Dr Chris Huntingford, of the UK Centre for Ecology and Hydrology, said:

“Climate research findings are often difficult to interpret, even by other researchers. The United Nations do a good job with their reports summarising information on global warming, but even these run to thousands of pages.

“What the authors of these new papers achieve are two very clear statements. First greenhouse gas emissions are still rising, despite many calls for the opposite to happen in order to lessen the risk of unwelcome climatic impacts. Second, if country-based emission quotas are to ever be implemented, then what constitutes an algorithm to achieve this needs significant debate. Should such quotas be based on existing fossil fuel use, country population levels, or some combination?”

 

Professor Piers Forster, Professor of Climate Change at the University of Leeds, said:

“These studies refine the IPCC numbers and give us roughly 30 years until we emit the trillionth tonne of carbon dioxide and pass the two degrees of warming threshold.

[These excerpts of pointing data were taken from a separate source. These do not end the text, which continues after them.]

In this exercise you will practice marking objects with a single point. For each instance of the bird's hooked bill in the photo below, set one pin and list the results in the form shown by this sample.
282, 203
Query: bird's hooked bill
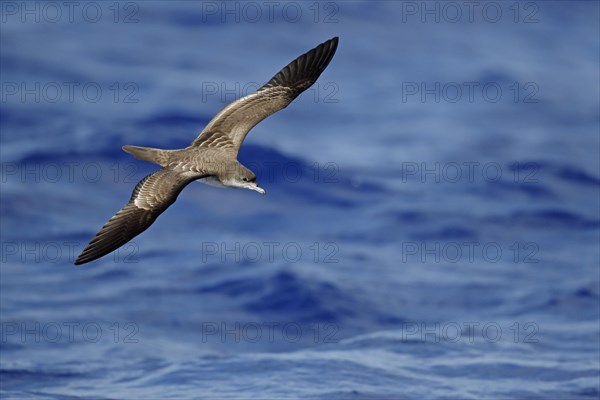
259, 190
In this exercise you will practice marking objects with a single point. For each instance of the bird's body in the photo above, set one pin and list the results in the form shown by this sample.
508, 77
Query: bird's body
211, 158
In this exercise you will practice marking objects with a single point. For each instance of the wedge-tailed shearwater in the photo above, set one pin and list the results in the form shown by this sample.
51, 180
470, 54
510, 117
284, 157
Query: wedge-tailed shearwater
211, 158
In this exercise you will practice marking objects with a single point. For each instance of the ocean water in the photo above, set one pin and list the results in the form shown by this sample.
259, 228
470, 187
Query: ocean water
431, 229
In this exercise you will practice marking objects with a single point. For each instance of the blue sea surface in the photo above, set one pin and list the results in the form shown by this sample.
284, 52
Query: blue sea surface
431, 228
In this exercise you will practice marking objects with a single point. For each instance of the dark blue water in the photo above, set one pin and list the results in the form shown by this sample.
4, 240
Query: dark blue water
431, 226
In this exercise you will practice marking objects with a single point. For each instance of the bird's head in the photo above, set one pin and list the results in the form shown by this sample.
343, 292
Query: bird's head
243, 178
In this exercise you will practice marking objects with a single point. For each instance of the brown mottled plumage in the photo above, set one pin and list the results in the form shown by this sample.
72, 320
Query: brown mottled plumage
211, 158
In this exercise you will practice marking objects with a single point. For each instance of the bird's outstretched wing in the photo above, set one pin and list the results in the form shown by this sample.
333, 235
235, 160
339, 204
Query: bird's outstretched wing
151, 196
230, 126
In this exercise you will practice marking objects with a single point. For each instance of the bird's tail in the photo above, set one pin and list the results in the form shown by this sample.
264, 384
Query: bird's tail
157, 156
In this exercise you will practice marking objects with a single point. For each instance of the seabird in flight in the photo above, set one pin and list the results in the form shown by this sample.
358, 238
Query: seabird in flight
211, 158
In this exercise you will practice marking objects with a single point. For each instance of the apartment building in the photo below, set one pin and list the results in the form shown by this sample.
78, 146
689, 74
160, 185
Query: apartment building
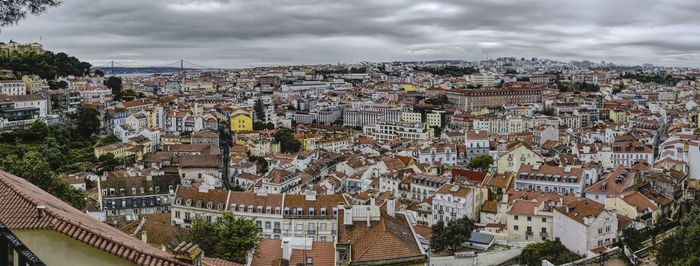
630, 153
584, 225
612, 183
444, 153
468, 100
12, 87
398, 130
132, 195
565, 180
452, 202
476, 143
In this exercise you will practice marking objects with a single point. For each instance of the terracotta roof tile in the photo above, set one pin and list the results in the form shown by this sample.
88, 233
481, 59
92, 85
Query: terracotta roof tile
20, 199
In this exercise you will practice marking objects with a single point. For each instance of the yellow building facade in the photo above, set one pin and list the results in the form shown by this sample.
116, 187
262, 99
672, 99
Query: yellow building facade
241, 121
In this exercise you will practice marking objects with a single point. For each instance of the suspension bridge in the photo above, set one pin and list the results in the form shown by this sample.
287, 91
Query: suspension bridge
181, 64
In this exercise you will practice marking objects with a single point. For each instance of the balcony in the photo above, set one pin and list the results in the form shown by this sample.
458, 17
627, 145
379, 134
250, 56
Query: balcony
10, 244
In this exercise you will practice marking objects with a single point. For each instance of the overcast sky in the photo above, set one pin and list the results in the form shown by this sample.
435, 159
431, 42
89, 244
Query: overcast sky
243, 33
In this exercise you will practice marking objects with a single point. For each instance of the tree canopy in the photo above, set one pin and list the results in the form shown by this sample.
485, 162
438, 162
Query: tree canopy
288, 144
553, 251
115, 84
228, 238
259, 110
88, 122
15, 10
481, 162
454, 71
451, 236
682, 247
47, 65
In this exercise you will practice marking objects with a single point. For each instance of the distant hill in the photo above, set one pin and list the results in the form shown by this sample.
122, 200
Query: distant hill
138, 70
47, 64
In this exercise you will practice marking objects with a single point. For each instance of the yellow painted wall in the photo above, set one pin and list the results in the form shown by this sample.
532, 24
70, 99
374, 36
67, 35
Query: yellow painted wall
408, 88
505, 165
54, 248
241, 122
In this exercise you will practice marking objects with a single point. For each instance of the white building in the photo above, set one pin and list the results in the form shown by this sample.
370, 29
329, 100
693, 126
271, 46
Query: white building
452, 202
13, 87
445, 153
564, 180
584, 225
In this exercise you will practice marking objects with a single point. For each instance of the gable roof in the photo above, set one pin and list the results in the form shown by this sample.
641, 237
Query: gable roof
21, 198
390, 237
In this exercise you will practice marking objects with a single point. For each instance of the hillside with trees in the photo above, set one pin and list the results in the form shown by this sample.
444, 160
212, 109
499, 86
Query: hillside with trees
47, 65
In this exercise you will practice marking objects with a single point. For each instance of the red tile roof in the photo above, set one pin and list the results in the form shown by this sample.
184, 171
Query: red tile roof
20, 198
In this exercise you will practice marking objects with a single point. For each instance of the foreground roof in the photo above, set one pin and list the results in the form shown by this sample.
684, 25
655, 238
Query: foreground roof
20, 198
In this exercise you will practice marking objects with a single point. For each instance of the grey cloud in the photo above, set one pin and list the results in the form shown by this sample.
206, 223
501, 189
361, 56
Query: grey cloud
230, 33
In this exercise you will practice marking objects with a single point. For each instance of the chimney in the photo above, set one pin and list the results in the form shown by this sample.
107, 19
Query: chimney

“Warming is currently around 0.8 C since pre-industrial times.  This means that over the next decades the world could be expected to warm by around 0.4 C per decade – twice as fast as anything seen in the historical record.

“Any rebound from the pause in global temperature change would add to this, so the warming rate could be even stronger.  On the other hand, if the world doesn’t warm as we expect, we climate scientists may have serious egg on our face.  I would prefer that to be the case; but I fear the climate scientists may be right.”

 

‘Persistent growth of CO2 emissions and implications for reaching climate targets’ by P. Friedlingstein et al.,

‘Sharing a quota on cumulative carbon emissions’ by Michael R. Raupach et al., and

‘Cumulative emissions and climate policy’ by David J. Frame et al.

published in Nature Geoscience/Nature Climate Change on Sunday 21 September 2014.

 

Declared interests

Myles Allen is a co-author of the Frame et al paper.